Англичанин Белл мог обвинять в крушении стандартов тот благополучный класс, который отрекся от своей роли культурного лидера, Элиот же, переселившийся в Англию американец, возлагал вину на демократию: «благопристойная толпа среднего класса» и произведенные ею продукты, особенно «дешевый и быстро набирающий силу кинематограф», угрожают культуре как высокой, так и низкой[949]. В депрессивной атмосфере послевоенного Лондона Русский балет стал единственным бастионом цивилизации, фантастическим образом выжившим в предыдущую эпоху. Но, как показала «Спящая принцесса», даже Дягилев не обладал иммунитетом против требований рынка.

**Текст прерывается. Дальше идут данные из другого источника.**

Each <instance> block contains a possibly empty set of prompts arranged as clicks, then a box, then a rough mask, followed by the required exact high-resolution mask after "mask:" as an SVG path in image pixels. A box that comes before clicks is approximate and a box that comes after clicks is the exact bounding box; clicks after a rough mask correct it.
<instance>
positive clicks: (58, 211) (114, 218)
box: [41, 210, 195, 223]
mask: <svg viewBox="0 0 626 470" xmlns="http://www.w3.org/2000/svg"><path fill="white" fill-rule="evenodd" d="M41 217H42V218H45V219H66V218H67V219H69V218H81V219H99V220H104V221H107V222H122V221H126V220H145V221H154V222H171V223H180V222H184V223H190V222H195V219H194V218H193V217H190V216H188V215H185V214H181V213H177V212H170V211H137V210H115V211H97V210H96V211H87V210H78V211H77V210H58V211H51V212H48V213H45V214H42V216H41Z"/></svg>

В поисках путей спасения элиты в Блумсбери после наступления перемирия зародилась идея некоего подобия культурного контроля, и идея эта принесла странные плоды. «Сколь бы неприемлемой ни казалась мне сама идея Министерства изящных искусств, – признавался Белл в своих мемуарах, – создание такого министерства явилось бы единственным средством спасения искусства от вымирания в условиях, когда частное покровительство было бы подорвано экономическим равноправием»[950]. По иронии судьбы, сохранение высокого искусства в Британии – оперы, драмы и балета – стало возможным, только когда разросшееся во время Второй мировой войны популистское большинство проголосовало за лейбористов в 1945 году.
Круг Блумсбери, при всей значительности его поддержки Русского балета, составлял только часть «художественной» публики, которая высказывала свои мнения в прессе с возрастающей частотой и неприязнью, усиливающейся по мере того, как близилось к концу военное десятилетие. С этих первых лет после перемирия ведется отсчет возникновения культа поклонников, неизменно сопутствующих труппе уже до ее конца: «в высшей степени возвышенных существ» и «болтливых эстетов», которые бурным потоком устремились на дягилевские «новейшие парижские моды» как на повод для проявления снобизма[951]. Уолтер Джеймс Тёрнер, рецензируя новую пьесу в «Лондон Меркьюри», порицал этих самопровозглашенных арбитров театрального вкуса и ту силу, которую они набрали к двадцатым годам:
Если Юные Ревизоры, произведенные некоим русским обществом или русским Театром миниатюр, сочтут ее за замечательный шедевр эксцентричного и оригинального искусства, и все юные уродцы Лондона, зачастившие на Русский балет и высмеивающие Гилберта и Салливана, ринутся ее смотреть, то они месяцами не будут говорить ни о чем, кроме нее. Так как она изготовлена презренным англичанином… и… так как она имела несчастье завоевать огромную популярность в форме книги, то вероятность быть оцененной по достоинству для нее слишком мала[952].
Настроения такого рода были, без сомнения, редки. Это не значит, что они были запрещены театральным рецензентам. Поскольку вкусы как в музыке, так и в живописи тяготели к вкусам континентальной Европы, обозреватели вновь и вновь жаловались на «слишком большую готовность к восприятию заграничных идей» – подобных тем, что пустил в обращение Дягилев[953].
Ли Генри приписывал «антагонизм» по отношению к Дягилеву «в определенных культурных и журналистских кругах» «вязкому болоту претензии на культ» и «неразборчивой публике, создающей ажиотаж вокруг труппы и ее артистов»[954]. Было здесь и нечто сверх того. Тактика Дягилева – использовать журналистов для обнародования своей художественной линии – не сработала в случае с лондонским пишущим братством; это попахивало компромиссом и продажностью и негласно намекало на то, будто англичане нуждаются в экспертах, указывающих им, что думать. (Эдвин Эванс, «дягилевец» среди музыкальных обозревателей, даже числился в платежных ведомостях труппы[955].) Такие подозрения стали напрашиваться в 1921 году, когда Стравинский в Лондоне при возобновлении «Весны священной» сделал ряд музыкально-теоретических заявлений, вызвавших бурю в прессе. Британский лев был разбужен, и композитор, к его большому огорчению, обнаружил себя в роли жертвы[956].